Among those looking for savings in every corner of government is Michigan’s Democratic Gov. Jennifer Granholm. A legislative commission there was charged in 2007 with slicing $1.5 billion from the state budget over five years. The state, which has seen its revenues slide back to 1969 levels over the last decade, is facing a projected $1 billion revenue gap for fiscal 2011 in an $8 billion budget.
Granholm asked Lieutenant Governor John Cherry this year to propose a plan to reduce the number of state departments from 18 to eight. “At a time when government cannot afford to be all things to all people, we are refocusing our efforts on state government’s core functions and how best to provide necessary services and protect the fundamental rights of Michigan citizens,” Cherry said.
Mitchell Bean, director of the nonpartisan House Fiscal Agency and one of the authors of the legislative streamlining report agreed that some state services should be eliminated, rather than continuing them with inadequate staff. According to Bean, the prescription for fiscal stability is simple: reduce state services to core functions and adjust the cost of running them to match the state’s ability to raise future revenues.
So far, Cherry has outlined seven core state government functions : public safety, education, public systems (infrastructure), well-being (health care and other low-income supports), sustainability (natural resources), economic opportunity and prosperity (business regulation and consumer affairs), and efficiency and effectiveness (general administration and fiscal management).
“Our goal is not to make recommendations that could solve the fiscal issues in any one year, but rather to make recommendations that, in total, represent a ‘road map’ towards fiscal stability for the state,” the Michigan commission wrote in its report to the governor.
In another downsizing effort, states are expected to outsource more of their work in the future, particularly information technology.
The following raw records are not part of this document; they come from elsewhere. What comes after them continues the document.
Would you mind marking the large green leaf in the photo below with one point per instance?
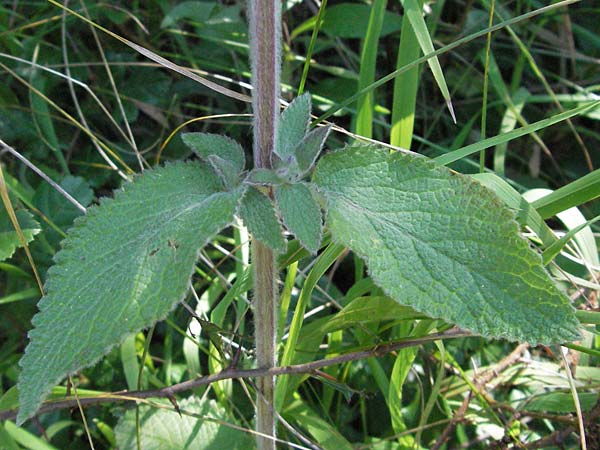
(165, 429)
(442, 244)
(122, 267)
(9, 239)
(300, 214)
(258, 213)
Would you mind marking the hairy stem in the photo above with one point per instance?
(265, 44)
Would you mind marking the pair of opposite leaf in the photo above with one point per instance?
(295, 154)
(433, 240)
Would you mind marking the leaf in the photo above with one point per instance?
(258, 213)
(300, 213)
(262, 176)
(442, 244)
(51, 202)
(226, 171)
(292, 126)
(9, 239)
(310, 147)
(207, 144)
(122, 268)
(165, 429)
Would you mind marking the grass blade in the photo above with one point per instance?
(482, 145)
(413, 10)
(368, 60)
(576, 193)
(405, 88)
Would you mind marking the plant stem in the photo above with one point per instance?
(265, 44)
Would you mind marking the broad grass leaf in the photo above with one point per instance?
(258, 213)
(165, 429)
(122, 268)
(443, 244)
(292, 126)
(350, 20)
(300, 213)
(9, 239)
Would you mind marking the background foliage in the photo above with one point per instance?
(75, 99)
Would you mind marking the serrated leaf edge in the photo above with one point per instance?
(507, 214)
(79, 223)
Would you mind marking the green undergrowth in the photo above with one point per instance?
(92, 115)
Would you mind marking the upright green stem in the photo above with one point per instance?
(265, 44)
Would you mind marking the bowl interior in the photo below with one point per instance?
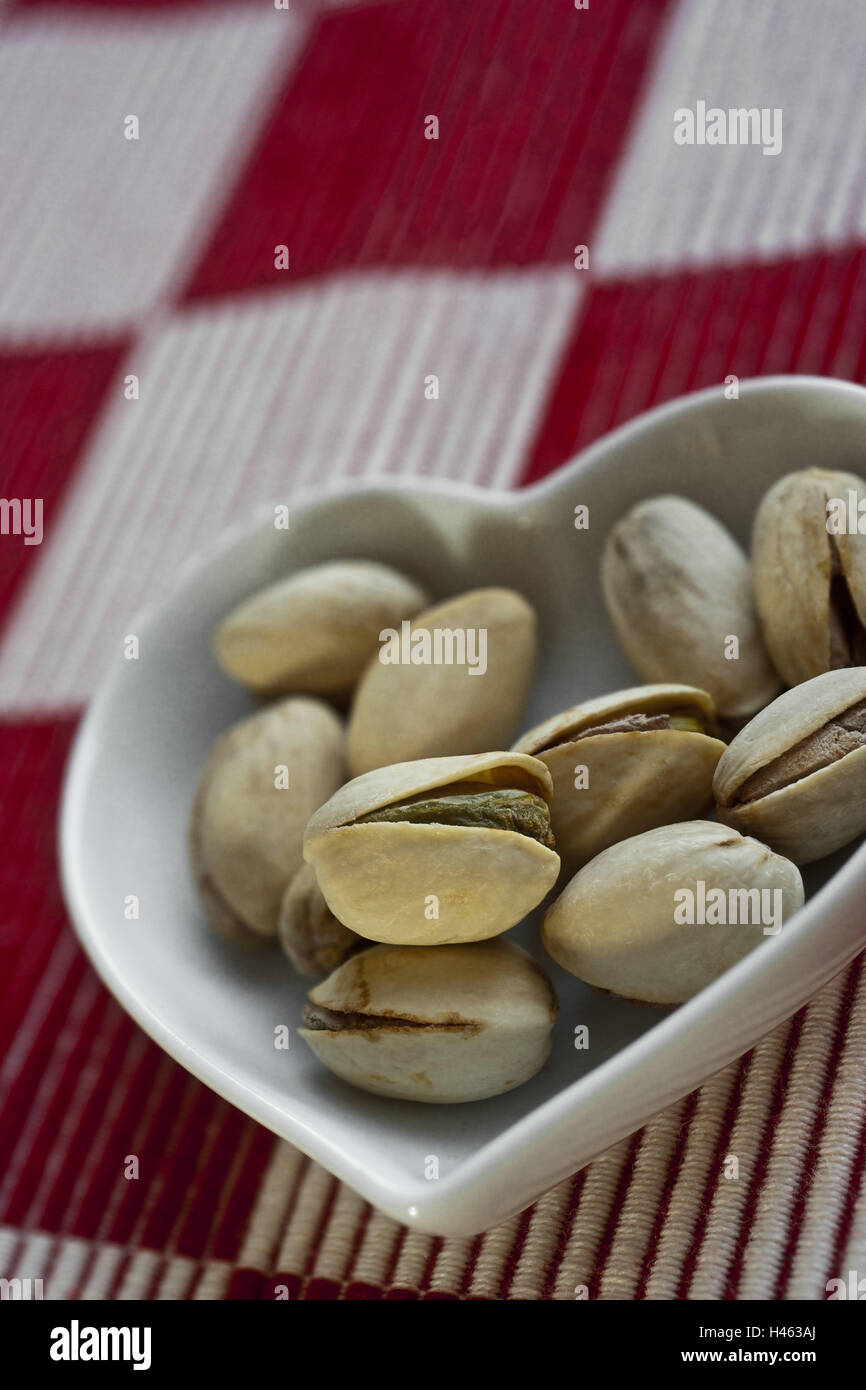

But many will not be able to make the initial investments for several years.
“The current crisis offers an opportunity to find better ways of doing business and better ways of providing service, but for many states there is a conflict.” said Georgia’s technology chief, Patrick Moore. “States need to do things better, faster, cheaper, but if they’re behind in technology, as most states really are, it’s difficult to leverage in a time like this.”
In May, Georgia completed an outsourcing project that allowed the state to reduce staff responsible for telecommunications from 600 to 165.
For now, most states are in the planning phase of major streamlining efforts, with reports due to policymakers this month and next. In January, statehouses are expected to be dominated by downsizing proposals, said NCSL policy analyst Todd Haggerty.
Inevitably, the big spending cuts facing many states next year will translate into eliminating whole agencies and programs, said Scott Pattison, director of the National Association of State Budget Officers. “Small cuts aren’t going to do it. Something’s got to give.”